The algorithms Apple Card used to set credit limits are, it has been reported, inherently biased against women. One tech entrepreneur claimed that the card offered him 20 times more credit than his wife, even though she had the better credit score, while Apple’s own co-founder Steve Wozniak went to Twitter with a similar story, despite him and his wife sharing bank accounts and assets.

We don’t know how Apple’s algorithm came to such seemingly sexist decisions, but the company isn’t alone in its use of tech. Banks and other lenders are increasingly using machine-learning technology to cut costs and boost loan applications.

And these accusations are the tip of the iceberg of a very big problem that faces artificial intelligence (AI) and goes far beyond the financial services sector.
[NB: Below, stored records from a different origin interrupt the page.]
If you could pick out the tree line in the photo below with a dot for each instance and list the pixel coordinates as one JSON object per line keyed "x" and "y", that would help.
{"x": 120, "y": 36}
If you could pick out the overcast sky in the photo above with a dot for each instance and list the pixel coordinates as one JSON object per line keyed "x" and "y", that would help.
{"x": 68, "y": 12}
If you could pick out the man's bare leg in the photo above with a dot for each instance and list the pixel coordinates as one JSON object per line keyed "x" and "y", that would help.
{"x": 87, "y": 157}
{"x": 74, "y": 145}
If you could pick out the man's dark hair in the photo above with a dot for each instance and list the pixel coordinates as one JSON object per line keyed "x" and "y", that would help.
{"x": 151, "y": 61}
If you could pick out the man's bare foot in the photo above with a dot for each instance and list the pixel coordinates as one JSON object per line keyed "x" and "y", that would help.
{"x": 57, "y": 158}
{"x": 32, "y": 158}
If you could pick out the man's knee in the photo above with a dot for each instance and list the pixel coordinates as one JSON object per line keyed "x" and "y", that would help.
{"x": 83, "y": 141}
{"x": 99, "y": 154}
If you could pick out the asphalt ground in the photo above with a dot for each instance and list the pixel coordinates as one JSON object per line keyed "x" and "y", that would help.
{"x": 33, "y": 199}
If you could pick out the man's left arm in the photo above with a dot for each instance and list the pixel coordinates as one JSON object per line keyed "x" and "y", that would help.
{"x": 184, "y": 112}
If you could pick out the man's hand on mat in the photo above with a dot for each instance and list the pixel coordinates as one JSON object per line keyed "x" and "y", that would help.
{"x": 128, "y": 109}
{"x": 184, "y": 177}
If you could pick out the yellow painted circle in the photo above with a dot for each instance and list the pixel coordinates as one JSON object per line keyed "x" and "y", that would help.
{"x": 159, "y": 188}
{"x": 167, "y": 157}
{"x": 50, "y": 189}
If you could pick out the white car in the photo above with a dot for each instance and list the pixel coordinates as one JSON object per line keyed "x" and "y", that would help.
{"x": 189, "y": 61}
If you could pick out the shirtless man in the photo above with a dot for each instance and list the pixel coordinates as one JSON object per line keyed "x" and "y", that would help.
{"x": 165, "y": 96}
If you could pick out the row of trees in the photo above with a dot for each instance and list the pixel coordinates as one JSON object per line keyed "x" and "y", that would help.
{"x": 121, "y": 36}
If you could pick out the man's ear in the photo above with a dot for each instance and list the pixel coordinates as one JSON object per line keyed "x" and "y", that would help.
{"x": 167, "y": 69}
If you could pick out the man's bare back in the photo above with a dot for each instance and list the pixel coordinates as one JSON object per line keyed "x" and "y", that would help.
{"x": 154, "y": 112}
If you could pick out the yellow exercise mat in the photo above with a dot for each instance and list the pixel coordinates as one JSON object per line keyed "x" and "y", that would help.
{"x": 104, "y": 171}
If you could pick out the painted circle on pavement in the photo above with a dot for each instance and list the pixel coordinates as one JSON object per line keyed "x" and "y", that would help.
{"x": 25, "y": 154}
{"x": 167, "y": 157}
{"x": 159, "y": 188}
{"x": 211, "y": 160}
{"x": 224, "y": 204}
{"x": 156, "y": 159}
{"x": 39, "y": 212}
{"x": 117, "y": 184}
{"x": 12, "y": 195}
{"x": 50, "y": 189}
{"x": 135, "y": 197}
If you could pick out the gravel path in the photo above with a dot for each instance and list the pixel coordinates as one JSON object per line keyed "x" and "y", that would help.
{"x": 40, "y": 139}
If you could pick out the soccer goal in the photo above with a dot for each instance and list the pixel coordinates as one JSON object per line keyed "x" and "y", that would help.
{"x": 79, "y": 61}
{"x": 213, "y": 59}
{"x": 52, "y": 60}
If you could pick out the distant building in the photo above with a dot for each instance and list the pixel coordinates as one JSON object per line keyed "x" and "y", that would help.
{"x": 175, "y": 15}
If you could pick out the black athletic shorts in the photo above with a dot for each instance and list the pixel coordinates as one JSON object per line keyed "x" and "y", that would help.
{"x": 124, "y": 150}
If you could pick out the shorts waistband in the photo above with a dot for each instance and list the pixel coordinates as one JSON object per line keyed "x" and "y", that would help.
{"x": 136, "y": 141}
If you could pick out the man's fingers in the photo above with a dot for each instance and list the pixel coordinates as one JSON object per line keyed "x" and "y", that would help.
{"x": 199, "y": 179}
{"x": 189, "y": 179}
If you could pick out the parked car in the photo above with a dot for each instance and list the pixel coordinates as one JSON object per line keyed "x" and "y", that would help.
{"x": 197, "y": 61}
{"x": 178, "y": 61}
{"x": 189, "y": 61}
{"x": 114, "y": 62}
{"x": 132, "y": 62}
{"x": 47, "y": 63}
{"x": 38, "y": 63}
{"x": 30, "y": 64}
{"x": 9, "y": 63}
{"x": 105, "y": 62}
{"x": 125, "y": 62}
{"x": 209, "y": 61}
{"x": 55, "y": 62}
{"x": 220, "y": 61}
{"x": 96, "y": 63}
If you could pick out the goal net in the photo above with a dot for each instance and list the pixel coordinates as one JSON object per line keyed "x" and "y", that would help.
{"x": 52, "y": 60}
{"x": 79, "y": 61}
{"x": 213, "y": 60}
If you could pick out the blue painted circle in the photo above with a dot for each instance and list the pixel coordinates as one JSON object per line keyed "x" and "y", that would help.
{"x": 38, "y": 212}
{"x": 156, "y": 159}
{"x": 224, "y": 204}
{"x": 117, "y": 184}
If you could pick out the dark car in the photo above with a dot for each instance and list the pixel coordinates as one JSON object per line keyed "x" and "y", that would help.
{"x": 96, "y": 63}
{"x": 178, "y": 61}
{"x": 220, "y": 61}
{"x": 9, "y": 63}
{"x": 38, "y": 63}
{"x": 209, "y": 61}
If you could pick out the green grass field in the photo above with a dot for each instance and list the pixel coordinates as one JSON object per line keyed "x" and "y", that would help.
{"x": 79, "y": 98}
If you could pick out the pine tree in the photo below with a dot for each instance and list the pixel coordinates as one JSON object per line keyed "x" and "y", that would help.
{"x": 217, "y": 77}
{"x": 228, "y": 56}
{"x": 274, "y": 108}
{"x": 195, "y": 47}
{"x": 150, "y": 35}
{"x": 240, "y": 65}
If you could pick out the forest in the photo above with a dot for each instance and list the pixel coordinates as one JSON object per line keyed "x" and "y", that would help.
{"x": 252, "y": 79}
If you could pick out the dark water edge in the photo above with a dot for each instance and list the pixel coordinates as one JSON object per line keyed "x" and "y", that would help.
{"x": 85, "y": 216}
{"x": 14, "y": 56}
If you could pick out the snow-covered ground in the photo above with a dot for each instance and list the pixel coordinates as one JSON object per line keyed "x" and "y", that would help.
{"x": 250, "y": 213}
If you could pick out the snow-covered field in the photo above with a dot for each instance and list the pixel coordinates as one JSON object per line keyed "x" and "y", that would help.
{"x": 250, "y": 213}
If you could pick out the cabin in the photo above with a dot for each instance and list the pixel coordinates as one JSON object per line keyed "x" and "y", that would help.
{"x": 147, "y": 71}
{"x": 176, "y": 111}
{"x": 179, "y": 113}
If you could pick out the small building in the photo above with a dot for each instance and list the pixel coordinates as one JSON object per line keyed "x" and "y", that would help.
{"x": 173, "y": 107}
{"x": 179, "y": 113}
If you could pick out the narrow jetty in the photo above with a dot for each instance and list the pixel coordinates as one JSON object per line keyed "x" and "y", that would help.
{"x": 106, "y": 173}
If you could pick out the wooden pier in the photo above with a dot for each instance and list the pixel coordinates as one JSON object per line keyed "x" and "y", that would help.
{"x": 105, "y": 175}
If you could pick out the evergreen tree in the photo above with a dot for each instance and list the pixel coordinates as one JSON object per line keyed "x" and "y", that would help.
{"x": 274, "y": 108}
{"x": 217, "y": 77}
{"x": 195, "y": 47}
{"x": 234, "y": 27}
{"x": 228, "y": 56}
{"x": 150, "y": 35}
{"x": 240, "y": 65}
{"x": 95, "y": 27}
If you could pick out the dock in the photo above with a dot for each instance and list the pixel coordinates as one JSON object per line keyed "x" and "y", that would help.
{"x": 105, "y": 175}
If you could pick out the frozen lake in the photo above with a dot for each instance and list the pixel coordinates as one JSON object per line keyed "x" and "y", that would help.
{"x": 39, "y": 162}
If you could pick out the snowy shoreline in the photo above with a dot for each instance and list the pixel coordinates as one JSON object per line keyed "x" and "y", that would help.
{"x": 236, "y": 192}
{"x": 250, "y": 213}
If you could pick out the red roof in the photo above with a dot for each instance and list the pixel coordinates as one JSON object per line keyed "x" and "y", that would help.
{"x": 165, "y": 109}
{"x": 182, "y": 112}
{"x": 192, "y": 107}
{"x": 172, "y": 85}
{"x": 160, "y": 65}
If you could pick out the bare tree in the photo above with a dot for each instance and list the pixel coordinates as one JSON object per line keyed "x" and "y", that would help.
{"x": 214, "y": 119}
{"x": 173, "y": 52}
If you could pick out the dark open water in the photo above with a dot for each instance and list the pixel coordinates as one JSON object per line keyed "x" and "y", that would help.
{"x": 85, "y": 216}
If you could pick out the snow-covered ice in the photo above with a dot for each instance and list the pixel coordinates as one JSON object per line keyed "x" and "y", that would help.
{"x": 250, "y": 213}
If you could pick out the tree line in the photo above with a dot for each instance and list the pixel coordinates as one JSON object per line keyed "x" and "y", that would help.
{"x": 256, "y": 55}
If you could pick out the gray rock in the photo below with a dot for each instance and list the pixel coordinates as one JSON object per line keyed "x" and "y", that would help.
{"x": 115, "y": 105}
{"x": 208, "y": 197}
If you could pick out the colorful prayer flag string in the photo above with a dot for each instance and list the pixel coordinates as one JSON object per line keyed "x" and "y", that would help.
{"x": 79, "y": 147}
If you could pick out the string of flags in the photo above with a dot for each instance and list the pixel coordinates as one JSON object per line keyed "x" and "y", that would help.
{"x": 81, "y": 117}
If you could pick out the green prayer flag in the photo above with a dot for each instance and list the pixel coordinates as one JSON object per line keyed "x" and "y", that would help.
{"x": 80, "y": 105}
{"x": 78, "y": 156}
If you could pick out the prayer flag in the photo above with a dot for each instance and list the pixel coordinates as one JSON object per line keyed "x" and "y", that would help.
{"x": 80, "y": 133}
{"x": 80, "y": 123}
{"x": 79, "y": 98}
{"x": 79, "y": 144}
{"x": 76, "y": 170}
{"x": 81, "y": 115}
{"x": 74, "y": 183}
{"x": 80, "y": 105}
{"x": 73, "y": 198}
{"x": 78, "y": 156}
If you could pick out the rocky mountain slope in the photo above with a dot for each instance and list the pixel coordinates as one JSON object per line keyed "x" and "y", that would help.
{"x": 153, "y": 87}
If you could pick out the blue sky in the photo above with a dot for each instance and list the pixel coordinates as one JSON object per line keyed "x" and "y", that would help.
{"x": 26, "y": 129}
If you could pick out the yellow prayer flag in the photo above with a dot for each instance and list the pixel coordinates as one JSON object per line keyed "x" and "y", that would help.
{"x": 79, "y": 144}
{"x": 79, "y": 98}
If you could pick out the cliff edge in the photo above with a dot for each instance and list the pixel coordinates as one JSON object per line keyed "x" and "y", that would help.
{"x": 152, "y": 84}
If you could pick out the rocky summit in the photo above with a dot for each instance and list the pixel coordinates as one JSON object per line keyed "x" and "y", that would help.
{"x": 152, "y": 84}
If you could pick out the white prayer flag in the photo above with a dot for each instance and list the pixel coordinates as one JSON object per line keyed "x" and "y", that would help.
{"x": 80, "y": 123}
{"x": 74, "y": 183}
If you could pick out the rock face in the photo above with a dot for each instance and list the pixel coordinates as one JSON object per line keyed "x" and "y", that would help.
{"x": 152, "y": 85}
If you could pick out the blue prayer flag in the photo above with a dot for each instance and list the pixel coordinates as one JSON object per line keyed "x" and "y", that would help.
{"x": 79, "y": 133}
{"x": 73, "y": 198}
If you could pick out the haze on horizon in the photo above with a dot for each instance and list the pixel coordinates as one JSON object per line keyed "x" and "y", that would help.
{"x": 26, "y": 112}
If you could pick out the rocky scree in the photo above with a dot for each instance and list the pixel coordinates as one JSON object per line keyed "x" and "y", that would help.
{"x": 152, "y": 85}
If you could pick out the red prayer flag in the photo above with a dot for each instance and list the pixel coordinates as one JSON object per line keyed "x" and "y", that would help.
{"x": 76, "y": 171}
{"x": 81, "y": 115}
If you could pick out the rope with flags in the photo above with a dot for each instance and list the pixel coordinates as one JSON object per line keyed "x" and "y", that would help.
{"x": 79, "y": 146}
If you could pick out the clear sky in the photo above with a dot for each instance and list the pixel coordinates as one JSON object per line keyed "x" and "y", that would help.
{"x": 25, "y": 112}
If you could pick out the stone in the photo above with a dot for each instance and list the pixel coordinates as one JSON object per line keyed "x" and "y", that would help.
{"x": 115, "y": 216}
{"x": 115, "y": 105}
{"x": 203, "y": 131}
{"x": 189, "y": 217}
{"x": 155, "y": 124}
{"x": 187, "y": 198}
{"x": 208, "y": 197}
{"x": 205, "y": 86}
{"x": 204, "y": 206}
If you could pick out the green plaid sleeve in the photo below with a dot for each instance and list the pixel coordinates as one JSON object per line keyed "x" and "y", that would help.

As AI is used in more and more applications across a range of industries, there is seemingly no end to the level of bias that these systems can show. 

Look at what happened when Amazon tried building an AI tool to help with recruiting, only to find that the algorithm discriminated against women because it had combed through male-dominated CVs to gather its data.

The AI revolution that has swept through banks, call centres, retailers, insurers, and recruiters has brought obvious bias with it — and it’s getting worse, as AI systems are increasingly able to “teach” themselves, reinforcing existing bias as their decision-making develops.

This problem is exacerbated by the investment in opaque “black box” AI systems, which cannot communicate how decisions have been made to the operator, regulator, or customer. Since black box systems learn from each interaction, if they are given corrupt data, poor decision-making can rapidly accelerate, without the operators understanding why or even being aware of it.

The only solution to this is “white box” Explainable AI. These are systems which are able to explain in comprehensible language how the software operates and how decisions have been made.

This kind of transparency is key. By explaining how and why decisions are made, Explainable AI helps consumers and companies understand what they need to do to get a different outcome. In the case of financial services, that might mean telling a customer how turn a rejected mortgage application into an acceptance. With a recruitment tool, it could mean flagging why a CV was turned down to a human, who could then adapt the algorithm if it was clearly biased.

The technology helps consumers take action on one end, while also opening new business avenues for banks and other institutions by offering more suitable products. 

Today’s AI systems are already making crucial decisions on loans, medical diagnoses, and even criminal risk assessment. While there’s a lot of good that can come out of this, there has to be an element of transparency to instil accountability in the decision-making.

If we ignore this, instead of finding ourselves galloping towards a bright future, we risk sleepwalking into a tech-fuelled dystopia.